Communication skills for lasting relationships
Apr. 17, 2008 by Lisa Currie
We can all probably agree that communication is a key ingredient to creating and maintaining healthy relationships, whether the person is our roommate, best friend, dating partner, professor, supervisor or even Mom! But how do we go about learning these all-important skills? Mostly through trial and error it seems, so Discovery Health offers some advice for building healthier communication. While their focus is primarily on male-female dating relationships, there is advice that can apply to any kind of interpersonal interaction.
Here’s a snippet:
Four “Simple” Communication Tools
Steve Stewart, author of 52 Simple Rules to Improve Your Relationship, says that each partner needs to get what he or she wants from a relationship for it to be successful. To help couples communicate more effectively, Stewart uses four simple but effective tools:
- Ask for what you want. Stewart says that most people don’t ask for what they want because they think they can’t get it. But the opposite is typically true. Most people are surprised to learn/to find out that they can get what they want simply by asking.
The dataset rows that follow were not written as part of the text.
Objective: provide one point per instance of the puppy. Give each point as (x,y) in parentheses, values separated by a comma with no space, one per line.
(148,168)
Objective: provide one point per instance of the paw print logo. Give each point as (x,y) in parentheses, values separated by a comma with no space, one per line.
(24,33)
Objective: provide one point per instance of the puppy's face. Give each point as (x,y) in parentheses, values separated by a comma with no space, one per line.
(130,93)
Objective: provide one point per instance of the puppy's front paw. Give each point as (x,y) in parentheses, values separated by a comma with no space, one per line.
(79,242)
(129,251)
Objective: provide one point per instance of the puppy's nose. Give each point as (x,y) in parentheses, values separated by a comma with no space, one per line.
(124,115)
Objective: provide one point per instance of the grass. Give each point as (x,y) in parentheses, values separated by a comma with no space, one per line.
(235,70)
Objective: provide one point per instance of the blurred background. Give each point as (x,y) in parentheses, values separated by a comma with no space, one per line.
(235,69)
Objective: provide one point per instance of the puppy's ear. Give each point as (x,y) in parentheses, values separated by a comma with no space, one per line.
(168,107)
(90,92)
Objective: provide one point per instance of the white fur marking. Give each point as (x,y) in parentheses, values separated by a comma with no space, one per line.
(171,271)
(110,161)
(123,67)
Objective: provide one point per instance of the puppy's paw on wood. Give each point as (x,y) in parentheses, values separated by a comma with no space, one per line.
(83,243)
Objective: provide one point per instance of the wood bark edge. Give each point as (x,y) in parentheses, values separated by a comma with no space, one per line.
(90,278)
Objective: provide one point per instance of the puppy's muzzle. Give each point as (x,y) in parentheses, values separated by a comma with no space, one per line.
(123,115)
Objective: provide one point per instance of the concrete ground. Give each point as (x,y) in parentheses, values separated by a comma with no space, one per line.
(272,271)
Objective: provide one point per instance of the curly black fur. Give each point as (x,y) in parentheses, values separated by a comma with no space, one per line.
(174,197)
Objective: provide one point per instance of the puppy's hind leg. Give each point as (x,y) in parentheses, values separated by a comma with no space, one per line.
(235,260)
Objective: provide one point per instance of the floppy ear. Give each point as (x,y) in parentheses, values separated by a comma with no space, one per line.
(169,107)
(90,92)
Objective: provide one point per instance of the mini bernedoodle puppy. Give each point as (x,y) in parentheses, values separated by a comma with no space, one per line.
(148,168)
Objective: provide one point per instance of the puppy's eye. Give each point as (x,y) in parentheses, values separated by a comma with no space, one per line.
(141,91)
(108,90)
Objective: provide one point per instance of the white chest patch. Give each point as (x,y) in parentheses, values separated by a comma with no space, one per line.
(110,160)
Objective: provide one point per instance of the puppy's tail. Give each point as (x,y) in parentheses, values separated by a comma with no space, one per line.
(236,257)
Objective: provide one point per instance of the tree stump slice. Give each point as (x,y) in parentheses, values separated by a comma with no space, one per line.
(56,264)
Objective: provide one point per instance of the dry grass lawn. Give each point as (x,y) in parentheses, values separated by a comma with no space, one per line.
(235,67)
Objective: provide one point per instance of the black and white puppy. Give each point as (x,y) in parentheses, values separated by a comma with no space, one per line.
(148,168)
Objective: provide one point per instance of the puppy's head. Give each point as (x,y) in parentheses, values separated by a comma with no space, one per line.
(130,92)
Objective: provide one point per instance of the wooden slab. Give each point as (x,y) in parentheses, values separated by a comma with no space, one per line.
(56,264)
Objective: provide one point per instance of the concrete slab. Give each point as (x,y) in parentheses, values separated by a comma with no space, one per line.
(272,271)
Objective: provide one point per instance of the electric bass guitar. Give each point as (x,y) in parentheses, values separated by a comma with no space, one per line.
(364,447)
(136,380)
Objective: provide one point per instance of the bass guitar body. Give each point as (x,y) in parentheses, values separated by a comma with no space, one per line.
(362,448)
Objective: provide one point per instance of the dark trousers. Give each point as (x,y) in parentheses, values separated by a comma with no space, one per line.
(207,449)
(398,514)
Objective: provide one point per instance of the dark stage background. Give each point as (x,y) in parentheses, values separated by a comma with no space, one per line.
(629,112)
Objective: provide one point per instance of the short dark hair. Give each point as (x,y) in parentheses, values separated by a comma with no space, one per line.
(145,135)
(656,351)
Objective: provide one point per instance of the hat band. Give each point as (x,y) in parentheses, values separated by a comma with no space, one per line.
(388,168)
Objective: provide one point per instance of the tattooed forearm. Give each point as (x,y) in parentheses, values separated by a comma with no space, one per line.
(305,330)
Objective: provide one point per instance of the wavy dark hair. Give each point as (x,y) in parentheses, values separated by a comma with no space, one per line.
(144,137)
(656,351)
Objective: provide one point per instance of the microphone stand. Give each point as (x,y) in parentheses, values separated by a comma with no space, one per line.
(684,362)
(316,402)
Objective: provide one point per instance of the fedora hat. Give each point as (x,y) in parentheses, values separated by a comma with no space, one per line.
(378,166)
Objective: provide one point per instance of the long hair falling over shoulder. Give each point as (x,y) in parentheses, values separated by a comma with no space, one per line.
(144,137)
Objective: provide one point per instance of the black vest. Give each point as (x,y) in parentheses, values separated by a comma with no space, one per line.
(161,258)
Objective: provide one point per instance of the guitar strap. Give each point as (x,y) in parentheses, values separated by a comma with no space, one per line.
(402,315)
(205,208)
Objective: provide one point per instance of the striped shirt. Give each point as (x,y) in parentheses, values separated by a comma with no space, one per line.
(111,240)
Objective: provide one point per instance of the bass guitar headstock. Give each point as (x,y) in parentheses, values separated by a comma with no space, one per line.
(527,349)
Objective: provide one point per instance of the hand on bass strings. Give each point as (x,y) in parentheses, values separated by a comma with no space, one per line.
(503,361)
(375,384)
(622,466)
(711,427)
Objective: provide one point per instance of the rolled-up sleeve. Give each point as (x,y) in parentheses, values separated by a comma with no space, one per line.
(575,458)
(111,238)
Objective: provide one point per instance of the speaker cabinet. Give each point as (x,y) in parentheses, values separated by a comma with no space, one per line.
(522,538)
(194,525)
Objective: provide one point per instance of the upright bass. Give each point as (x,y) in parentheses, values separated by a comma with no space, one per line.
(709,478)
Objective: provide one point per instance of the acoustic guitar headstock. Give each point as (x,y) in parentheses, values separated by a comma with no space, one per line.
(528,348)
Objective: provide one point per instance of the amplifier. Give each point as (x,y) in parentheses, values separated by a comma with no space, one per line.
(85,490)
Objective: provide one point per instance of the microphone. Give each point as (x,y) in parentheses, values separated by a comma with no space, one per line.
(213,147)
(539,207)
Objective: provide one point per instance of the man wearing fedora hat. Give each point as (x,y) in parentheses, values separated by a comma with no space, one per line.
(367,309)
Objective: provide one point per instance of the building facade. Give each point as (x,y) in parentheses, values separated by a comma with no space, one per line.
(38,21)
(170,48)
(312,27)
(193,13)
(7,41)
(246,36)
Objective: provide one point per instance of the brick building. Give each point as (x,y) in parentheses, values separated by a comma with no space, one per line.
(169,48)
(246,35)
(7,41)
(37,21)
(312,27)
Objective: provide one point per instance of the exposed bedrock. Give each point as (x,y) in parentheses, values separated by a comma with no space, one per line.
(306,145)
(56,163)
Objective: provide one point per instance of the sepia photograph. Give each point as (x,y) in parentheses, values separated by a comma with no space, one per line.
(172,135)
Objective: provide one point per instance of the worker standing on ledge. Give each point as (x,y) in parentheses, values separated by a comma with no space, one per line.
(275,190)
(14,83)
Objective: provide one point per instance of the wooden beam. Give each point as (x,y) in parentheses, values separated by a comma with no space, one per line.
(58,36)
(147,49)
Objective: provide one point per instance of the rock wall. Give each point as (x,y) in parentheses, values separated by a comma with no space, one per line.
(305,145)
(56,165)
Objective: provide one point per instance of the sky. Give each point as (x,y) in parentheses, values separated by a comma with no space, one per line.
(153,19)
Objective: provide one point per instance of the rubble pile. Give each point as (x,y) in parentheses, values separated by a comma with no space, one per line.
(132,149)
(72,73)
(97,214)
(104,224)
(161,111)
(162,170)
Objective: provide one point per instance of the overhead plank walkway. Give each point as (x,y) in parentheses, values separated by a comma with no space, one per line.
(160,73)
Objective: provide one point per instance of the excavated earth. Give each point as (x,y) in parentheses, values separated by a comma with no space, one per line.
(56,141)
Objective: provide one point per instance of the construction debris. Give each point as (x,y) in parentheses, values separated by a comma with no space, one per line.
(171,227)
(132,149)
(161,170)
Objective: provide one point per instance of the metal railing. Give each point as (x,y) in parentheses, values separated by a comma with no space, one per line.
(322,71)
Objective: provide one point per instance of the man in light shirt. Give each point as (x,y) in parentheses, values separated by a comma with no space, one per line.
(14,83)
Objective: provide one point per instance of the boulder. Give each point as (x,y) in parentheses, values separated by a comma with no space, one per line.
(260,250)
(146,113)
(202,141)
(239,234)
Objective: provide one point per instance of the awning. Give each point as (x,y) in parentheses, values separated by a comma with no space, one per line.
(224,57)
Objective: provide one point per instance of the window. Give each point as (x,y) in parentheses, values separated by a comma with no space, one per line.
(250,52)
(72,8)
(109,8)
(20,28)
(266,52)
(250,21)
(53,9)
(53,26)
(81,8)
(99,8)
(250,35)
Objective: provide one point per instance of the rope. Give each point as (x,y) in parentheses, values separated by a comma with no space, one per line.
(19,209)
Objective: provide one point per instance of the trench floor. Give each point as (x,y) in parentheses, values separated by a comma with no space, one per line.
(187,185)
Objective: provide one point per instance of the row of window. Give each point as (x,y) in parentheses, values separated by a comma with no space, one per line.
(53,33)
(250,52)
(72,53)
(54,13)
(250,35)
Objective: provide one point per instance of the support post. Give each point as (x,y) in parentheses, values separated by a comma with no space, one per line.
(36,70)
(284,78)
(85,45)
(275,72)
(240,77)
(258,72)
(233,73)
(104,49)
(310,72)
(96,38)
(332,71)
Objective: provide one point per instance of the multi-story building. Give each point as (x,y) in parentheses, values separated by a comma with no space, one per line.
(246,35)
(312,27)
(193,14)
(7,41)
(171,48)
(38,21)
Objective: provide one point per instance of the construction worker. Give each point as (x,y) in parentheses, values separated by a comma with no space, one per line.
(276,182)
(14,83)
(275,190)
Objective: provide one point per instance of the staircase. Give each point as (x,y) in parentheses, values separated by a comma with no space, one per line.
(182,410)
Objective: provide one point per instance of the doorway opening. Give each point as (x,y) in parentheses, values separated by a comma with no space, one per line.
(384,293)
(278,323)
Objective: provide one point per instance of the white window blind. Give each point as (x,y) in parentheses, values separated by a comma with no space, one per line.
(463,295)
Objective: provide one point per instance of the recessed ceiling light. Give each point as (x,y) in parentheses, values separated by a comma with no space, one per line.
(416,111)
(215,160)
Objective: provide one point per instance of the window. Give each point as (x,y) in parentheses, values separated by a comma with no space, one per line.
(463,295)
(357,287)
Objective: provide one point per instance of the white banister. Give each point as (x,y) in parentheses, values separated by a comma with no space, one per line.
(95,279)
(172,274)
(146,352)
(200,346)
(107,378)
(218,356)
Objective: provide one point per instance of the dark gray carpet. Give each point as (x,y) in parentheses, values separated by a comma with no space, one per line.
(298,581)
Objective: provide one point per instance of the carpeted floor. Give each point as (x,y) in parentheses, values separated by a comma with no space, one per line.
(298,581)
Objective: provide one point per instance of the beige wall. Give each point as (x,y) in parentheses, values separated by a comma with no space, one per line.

- Show your partner what you want to receive. “In other words,” says Stewart, “give your partner what you would like your partner to give you.”
- Learn to negotiate. Relationships are give and take. For example — “Honey, I will cook dinner, if you will do the dishes afterward.”
- Learn to modify what you want. “Ask yourself if what you want is really something you have to have,” says Stewart.
Discussion Questions:
What has helped you develop your interpersonal communication skills?
What is your strength when it comes to communicating with others?
What do you still struggle with the most?